Michael Rentz stellt in seinem Buch Todts=Gedancken den sündigen
weltlichen Ständevertretern ausschließlich vorbildliche
Geistliche gegenüber. Ein Beispiel dafür ist der Dominikanermönch,
den der Tod aus einer mit Büchern, Kruzifix und Totenschädel
ausgestatteten Zelle holt. Der Sterbende erhebt sich von seinem Betstuhl;
seine Augen sind geweitet, die Hände vor Entsetzen erhobenen.
Dennoch findet er seine Fassung wieder und antwortet dem Gerippe,
welches ein Stundenglas in die Höhe hält: "Meinst du
mich zu erschrecken? [...] Lass Sand und Uhr verlaufen sein.
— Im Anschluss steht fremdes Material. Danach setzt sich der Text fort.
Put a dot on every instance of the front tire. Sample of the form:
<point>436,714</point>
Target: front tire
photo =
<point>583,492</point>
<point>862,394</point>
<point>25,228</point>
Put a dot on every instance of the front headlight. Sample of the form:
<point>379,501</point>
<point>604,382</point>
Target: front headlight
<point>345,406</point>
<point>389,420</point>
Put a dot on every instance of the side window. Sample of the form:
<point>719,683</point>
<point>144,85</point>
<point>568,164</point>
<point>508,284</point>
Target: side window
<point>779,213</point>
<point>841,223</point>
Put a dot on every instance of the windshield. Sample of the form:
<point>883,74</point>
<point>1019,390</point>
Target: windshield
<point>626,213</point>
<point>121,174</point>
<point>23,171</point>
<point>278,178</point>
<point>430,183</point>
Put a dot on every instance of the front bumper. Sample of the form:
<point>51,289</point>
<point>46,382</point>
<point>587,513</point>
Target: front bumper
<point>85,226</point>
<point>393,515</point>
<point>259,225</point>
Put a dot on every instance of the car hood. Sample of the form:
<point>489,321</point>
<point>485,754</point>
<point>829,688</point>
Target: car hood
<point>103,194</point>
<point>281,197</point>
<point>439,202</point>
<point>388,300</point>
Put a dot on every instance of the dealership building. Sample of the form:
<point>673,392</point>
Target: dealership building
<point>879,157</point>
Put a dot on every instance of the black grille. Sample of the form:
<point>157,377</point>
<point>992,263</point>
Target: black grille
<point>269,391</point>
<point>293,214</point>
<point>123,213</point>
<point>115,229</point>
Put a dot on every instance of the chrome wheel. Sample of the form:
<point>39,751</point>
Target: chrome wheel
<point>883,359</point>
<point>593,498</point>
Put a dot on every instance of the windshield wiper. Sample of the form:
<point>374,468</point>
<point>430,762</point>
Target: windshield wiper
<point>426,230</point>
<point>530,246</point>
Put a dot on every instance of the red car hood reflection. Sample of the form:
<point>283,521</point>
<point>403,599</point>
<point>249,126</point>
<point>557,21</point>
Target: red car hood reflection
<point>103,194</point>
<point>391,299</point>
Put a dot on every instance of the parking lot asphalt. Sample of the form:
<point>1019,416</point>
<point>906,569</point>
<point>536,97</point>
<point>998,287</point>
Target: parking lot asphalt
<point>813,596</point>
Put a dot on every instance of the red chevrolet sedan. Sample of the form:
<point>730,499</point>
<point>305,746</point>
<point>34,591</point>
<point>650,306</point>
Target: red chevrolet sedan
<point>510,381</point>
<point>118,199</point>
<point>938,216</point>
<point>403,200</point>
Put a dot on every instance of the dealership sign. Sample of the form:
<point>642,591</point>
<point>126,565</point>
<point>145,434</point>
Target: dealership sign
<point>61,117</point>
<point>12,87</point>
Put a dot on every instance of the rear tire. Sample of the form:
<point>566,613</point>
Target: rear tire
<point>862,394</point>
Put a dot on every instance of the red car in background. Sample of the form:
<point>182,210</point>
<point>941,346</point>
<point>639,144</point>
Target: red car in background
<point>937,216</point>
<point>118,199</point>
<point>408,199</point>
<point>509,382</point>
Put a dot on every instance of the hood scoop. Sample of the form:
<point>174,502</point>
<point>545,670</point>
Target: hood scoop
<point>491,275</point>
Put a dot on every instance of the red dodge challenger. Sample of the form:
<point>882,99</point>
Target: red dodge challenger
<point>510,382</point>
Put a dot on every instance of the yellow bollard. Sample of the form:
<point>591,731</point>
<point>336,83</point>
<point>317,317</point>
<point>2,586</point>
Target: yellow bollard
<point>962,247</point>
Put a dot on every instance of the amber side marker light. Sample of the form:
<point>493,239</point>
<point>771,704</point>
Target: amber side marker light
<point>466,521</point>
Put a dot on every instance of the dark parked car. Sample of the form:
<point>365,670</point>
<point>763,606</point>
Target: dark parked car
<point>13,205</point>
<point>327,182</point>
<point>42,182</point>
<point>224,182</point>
Wer täglich
sucht zu sterben, kann doch alleine nur durch dich das wahre Leben
erben." Die Betrachtung des Leidens Christi und der Wille, dem
Gottessohn nachzufolgen, versetzt den Gläubigen nicht nur in
die Lage, sein Schicksal zu ertragen, sondern verleiht ihm darüber
hinaus die Hoffnung auf das Leben nach dem Tod.
Jenseitsvorstellungen und Totengedenken
Was die makaberen Kunstwerke des Barock von denen früherer Epochen
unterscheidet, ist der Appell zur Fürsorge um die Verstorbenen.
Die dritte Abteilung der Ausstellung Lebendiger Tod thematisiert die
Formen des Totengedenkens, wie sie im Benediktinerstift Admont und
den zugehörigen Pfarrgemeinden praktiziert wurden: Katholiken
glaubten, dass in der Zeit zwischen dem persönlichen Gericht
im Augenblick des Todes und dem Jüngsten Tag eine Kommunikation
zu den Toten möglich ist. Den Seelen im Fegefeuer kann durch
gute Werke, Weihwasserspenden, Gebete, Messopfer und Almosen geholfen
werden. Erlöste Verstorbene können im Gegenzug Fürbitter
für Lebende und Sterbende sein. Buchillustrationen stellen den
Austausch zwischen Diesseits und Jenseits in aller Deutlichkeit dar,
so zum Beispiel in einem Kupferstich aus Abraham a Sancta Claras Besonders
meublirt- und gezierte Todten-Capelle, auf dem ein Engel einen mit
1000 Gulden prall gefüllten Geldsack zur Erlösung einer
Seele aus dem Fegefeuer überreicht.
Die Druckwerke im Besitz des Benediktinerstifts Admont stellten die
Höllenstrafen in den schrecklichsten Farben, den Himmel dagegen
als Hort ewiger Glückseligkeit vor. Sie legen Zeugnis ab von
den Ängsten und Hoffnungen unserer Vorfahren, bieten Trost und
Hilfe und beweisen in ihrer Gesamtheit, dass das Seelenheil und die
Jenseitsfürsorge einst den Mittelpunkt des menschlichen Interesses
bildete. Weil sich die Schwerpunkte in den vergangenen Jahrhunderten
verlagert haben, ist die Ausstellung Lebendiger Tod für die Besucherinnen
und Besucher ein Schlüssel zum Verständnis der Vergangenheit.